今回の会議(SC COP6)では、主に下記項目が討議されました。
▼DDT
- アフリカ・グループは、DDT代替、目標、マラリア媒介害虫駆除におけるDDTの代替の開発と評価における進捗の活性と促進のためのロードマップに関するドラフトを紹介した。
- EUはDDTの適切な管理ではなくて、代替開発に焦点を合わせたいとする意向を示した。
- インドはDDT代替のための2025年目標への懸念を表明した。
- 締約国は、2025年目標を外した妥協ドラフトを採択した。
- 媒介生物駆除のためにDDTに依存している国は、安全で効果的で手ごろな価格で環境的に適切な代替が現地で利用可能になるまでDDTの使用を継続することが必要かもしれないと結論付けた。
- 資金提供者は、マラリア抑制プログラムの中に、化学的ではない代替を含んで、現地で安全で、効果的で、手ごろな価格で、環境的に適切なマラリア媒介生物駆除のためのDDTの代替の開発と評価を優先付け、DDTの屋内残留散布のための資金調達がDDTの適切な管理のための活動を含むことを確実にするよう要請した。
▼免除
- 事務局は、特定の免除と許容できる目的の登録;臭素化ジフェニルエーテル類(BDEs)の廃絶に向けての進捗の評価と特定の免除の継続の必要性のレビューのためのプロセス;PFOSとその塩、及び PFOSFを継続する必要性の評価に関する文書を紹介した。
- メキシコは免除関連提案を支持した。
- EU、ノルウェー、日本、カナダは提案されたプロセスと様式を支持したが、追加提案を示唆し、さらなる作業を求めた。
- 資金的及び技術的支援の必要性が、PFOSへの義務のためにフィリピンにより、BDE特定と廃絶のためにアラブ・グループを代表してイラクにより、強調された。
- IPENと、有害物質アラスカ・コミュニティ・アクションは免除の削除を主張した。
- 締約国会議は、PFOSとその塩、及び PFOSFの評価を実施することを可能とするためのプロセスを採択した。
▼BDEs(臭素系難燃剤類)
- 多くの国がBDEsの免除使用をまだ必要とするかもしれないと結論付けた。
- 締約国が条約の付属書AにリストされているBDEs の廃絶という最終的な目的に向けて達成した進捗を締約国会議が評価し、これらの化学物質のための特定の免除の継続の必要性をレビューすることを可能とするプロセスを採択した。
▼PCBs
- 合同事務局は、PCBs廃絶ネットワーク(PEN)のリーダーシップは、国連環境計画化学物質に成功裏に移行されたと報告した。
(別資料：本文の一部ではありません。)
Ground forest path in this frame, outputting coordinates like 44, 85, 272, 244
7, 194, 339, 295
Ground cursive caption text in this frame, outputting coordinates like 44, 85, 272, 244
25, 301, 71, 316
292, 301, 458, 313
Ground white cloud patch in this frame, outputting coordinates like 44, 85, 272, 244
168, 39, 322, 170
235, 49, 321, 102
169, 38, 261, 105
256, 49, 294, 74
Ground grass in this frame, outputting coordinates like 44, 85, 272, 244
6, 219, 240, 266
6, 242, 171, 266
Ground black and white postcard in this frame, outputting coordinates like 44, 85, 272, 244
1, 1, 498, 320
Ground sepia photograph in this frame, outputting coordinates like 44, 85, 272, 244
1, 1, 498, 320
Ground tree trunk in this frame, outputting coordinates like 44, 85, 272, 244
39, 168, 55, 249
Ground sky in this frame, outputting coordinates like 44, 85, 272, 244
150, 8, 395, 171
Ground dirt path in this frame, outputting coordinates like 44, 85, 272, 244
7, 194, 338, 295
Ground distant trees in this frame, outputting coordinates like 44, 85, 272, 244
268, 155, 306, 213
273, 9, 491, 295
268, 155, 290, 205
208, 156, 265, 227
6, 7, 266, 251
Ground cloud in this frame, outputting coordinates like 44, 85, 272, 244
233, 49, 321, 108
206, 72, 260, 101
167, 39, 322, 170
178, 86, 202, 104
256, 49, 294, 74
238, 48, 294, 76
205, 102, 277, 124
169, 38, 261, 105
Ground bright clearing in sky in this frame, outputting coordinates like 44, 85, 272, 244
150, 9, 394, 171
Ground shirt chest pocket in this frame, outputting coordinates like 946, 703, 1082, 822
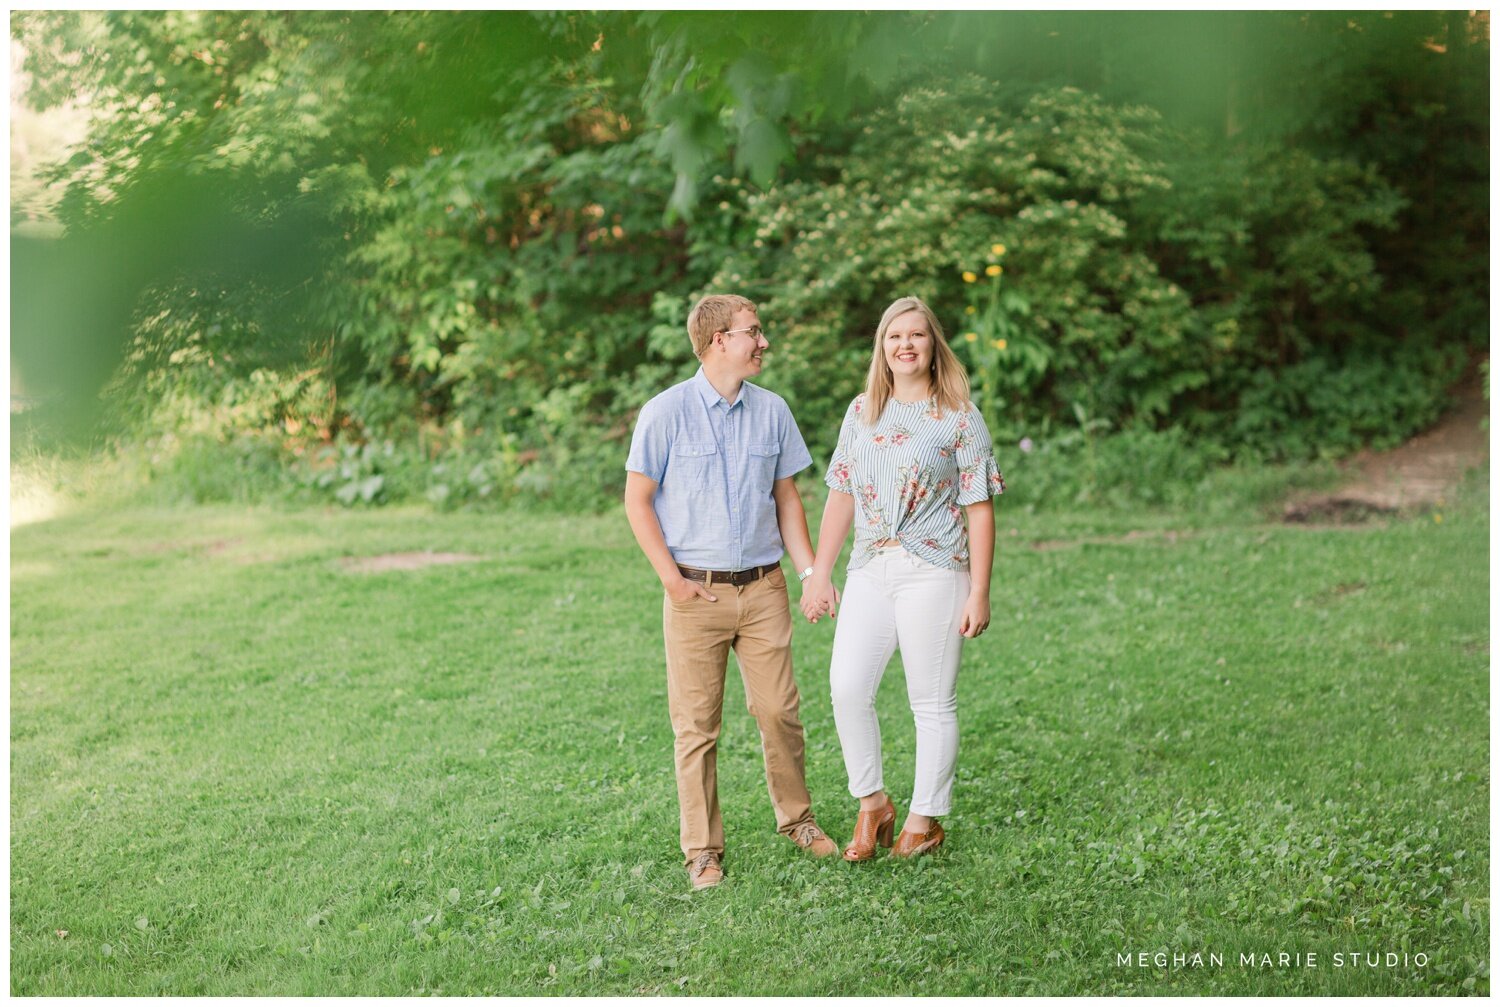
747, 443, 779, 493
672, 442, 719, 489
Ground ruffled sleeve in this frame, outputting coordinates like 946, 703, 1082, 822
955, 403, 1006, 505
823, 396, 861, 495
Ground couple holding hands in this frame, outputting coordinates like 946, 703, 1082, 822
625, 293, 1005, 890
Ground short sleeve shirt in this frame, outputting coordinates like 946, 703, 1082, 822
626, 368, 813, 570
824, 394, 1005, 572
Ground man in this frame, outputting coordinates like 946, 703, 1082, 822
624, 293, 839, 890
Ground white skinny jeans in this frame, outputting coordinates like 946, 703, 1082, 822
829, 545, 969, 817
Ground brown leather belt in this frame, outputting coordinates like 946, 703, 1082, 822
677, 562, 779, 587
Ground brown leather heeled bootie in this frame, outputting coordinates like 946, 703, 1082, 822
843, 796, 898, 862
891, 820, 945, 858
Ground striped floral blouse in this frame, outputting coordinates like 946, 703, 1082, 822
824, 393, 1006, 572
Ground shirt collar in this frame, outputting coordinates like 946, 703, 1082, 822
692, 366, 746, 411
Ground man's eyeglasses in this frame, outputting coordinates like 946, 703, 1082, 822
721, 325, 766, 341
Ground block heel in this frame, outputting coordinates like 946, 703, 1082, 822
843, 796, 898, 862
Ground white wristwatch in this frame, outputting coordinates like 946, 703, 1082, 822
797, 566, 815, 582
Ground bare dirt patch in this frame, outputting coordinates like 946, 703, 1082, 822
1027, 529, 1193, 551
339, 551, 482, 573
1307, 580, 1369, 606
1281, 498, 1396, 525
1282, 366, 1488, 522
134, 537, 246, 557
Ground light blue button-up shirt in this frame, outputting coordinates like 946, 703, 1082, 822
626, 367, 812, 570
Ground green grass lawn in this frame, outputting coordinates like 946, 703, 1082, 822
10, 487, 1489, 994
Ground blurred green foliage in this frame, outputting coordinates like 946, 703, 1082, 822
10, 11, 1488, 509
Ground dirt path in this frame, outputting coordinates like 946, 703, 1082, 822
1284, 366, 1489, 521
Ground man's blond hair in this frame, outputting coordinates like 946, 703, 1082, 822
686, 294, 757, 359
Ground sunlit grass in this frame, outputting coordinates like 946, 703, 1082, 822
10, 473, 71, 528
10, 487, 1489, 994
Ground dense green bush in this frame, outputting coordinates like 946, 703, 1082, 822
725, 80, 1463, 468
1230, 342, 1466, 459
309, 70, 730, 508
719, 83, 1198, 456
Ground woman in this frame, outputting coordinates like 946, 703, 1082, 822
800, 295, 1004, 860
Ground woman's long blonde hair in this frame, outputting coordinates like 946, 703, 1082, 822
861, 296, 971, 424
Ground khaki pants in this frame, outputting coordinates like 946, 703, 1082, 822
663, 566, 814, 863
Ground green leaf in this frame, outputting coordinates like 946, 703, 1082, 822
735, 119, 792, 188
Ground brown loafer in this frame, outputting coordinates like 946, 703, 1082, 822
891, 820, 945, 857
789, 820, 839, 857
687, 852, 723, 890
843, 796, 898, 862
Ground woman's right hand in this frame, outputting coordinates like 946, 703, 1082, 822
803, 490, 853, 624
800, 576, 839, 623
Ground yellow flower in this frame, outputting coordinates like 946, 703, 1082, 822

国連環境計画化学物質は締約国がPENへの資金に貢献するよう要請した。
- EUは、締約国がPENへの資源を提供するよう促し、フィリピンとともにドラフト決議を支持した。アラブ・グループを代表してレバノンは決議採択を支持したが、PCB類を廃絶するためには財源が必要であると述べた。
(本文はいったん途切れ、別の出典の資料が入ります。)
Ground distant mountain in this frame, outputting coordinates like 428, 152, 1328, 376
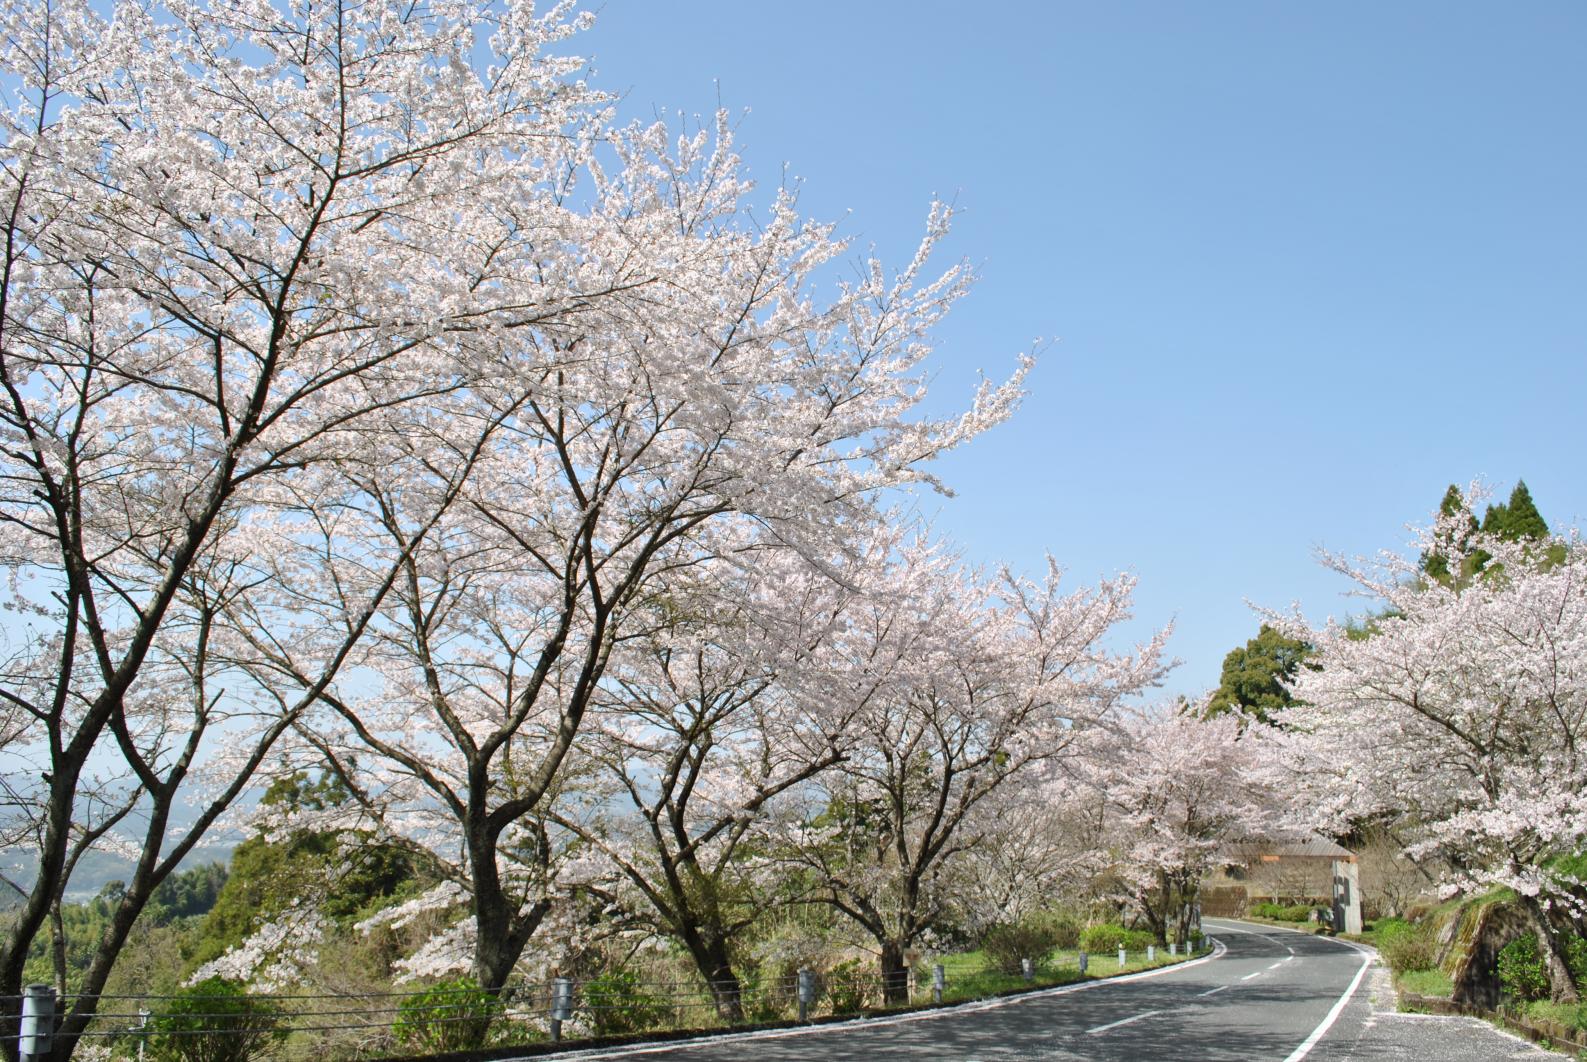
1, 844, 235, 906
- 締約国が提出すべき第3次国家報告書に基づき、PCBsの廃絶に向けての進捗に関しCOP7での評価のための報告書を作成し、ネットワークの活動に継続して参加するよう事務局に要求した。
▼エンドスルファン
- インド、中国及びカナダは、ドラフト決議は、締約国がレビューの前にジコホルの使用を回避することを促し、締約国による推薦の前に付属書D(情報の要件及び選別のための基準)を"満たすかもしれない"9種の追加化学物質を評価するよう残留性有機汚染物質検討委員会(POPRC)に求めるということについての懸念を提起した。
- EUは、評価される100種以上の化学物質のうち、大部分は残留性又は生物蓄積性の基準を満たさなかったと述べた。
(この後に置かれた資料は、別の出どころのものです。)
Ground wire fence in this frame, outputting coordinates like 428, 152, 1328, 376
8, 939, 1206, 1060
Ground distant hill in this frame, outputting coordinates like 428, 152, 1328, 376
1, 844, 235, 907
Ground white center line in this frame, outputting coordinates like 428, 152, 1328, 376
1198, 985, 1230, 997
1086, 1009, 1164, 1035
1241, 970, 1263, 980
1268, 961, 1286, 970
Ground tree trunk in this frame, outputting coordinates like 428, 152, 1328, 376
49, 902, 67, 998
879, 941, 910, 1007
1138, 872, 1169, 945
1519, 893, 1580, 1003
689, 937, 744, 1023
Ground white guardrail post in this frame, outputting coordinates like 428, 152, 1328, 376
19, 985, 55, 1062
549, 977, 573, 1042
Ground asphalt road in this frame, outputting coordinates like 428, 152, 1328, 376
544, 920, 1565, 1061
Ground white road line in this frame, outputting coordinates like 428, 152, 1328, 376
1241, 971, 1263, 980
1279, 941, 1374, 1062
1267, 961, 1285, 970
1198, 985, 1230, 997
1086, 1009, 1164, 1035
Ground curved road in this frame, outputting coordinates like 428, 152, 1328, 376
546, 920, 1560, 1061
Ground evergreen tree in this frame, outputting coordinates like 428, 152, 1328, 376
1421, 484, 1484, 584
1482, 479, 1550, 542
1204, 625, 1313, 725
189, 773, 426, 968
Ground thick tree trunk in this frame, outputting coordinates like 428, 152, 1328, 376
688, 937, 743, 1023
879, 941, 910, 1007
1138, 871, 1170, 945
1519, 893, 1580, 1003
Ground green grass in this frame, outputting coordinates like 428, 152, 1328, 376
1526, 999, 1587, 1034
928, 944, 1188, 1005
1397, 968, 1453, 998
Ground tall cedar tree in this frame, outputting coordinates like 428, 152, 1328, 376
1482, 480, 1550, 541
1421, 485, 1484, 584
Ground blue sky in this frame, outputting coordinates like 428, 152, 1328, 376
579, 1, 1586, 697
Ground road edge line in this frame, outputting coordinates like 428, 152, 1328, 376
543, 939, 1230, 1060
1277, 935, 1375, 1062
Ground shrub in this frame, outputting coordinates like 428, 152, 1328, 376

- POPRCにより実施されるエンドスルファンの化学的及び非化学的代替物の評価に関する報告書に留意し;
- 締約国は作物害虫駆除用途のエンドスルファンの代替物を選択する時に評価の結果を考慮することを促し;
- 事務局に、締約国がその国でエンドスルファンの使用に対する代替に関する情報を評価するのを支援する活動をするよう最終決議は要求した。
▼HBCD(ヘキサブロモシクロドデカン)
- 事務局は、建材のビーズ法ポリスチレンフォーム(EPS)及び押出法ポリスチレンフォーム(XPS)の製造と使用のための特定の免除を設けることで、HBCDをリストするという検討委員会(POPRC)の勧告を紹介した。
- ノルウェーは、建材中でのEPS 及び XPSの使用は世界の需要の80-90% を占めると述べ、付属書Aに免除なしで HBCDをリストすることを支持した。
- 有害物質アラスカ・コミュニティ・アクションは、世界先住民幹部会とともに、POPsの先住民族及び北方コミュニティへの厳しい継続的な影響を強調し、HBCDを免除なしに付属書Aにリストすることを支持した。
- IPENは免除なしにリストすることを支持し、POPsのリサイクルのための免除は危険であり、ストックホルム条約に違反すると付け加えた。
- オーストラリアとニュージランドは免除付きで付属書Aにリストすることを支持し、中国とともに代替物質は十分な量が利用可能ではないかもしれないと述べた。
- 韓国は、日本、EU、スイス、及びカナダとともに、 建材のEPS とXPS のために、特定の5年間の免除を設けて、HBCDを付属書Aにリストすることを支持した。
- 最終的には建材中の EPS と XPS の製造と使用のための特定の免除の登録にリストされている締約国に許容される製造と使用については、特定の免除を与えるという条件でHBCDをリストするという修正を決定した。
- 免除に登録した各締約国は、HBCDを含む材料はラベル又は他の方法でライフサイクルを通じて容易に特定できることの規定することを、付属書Aの新たなパートZに挿入することが決定された。
(まとめ:安間武)
3回連続して掲載した3条約締約国会議に関する紹介は今回で終わりです。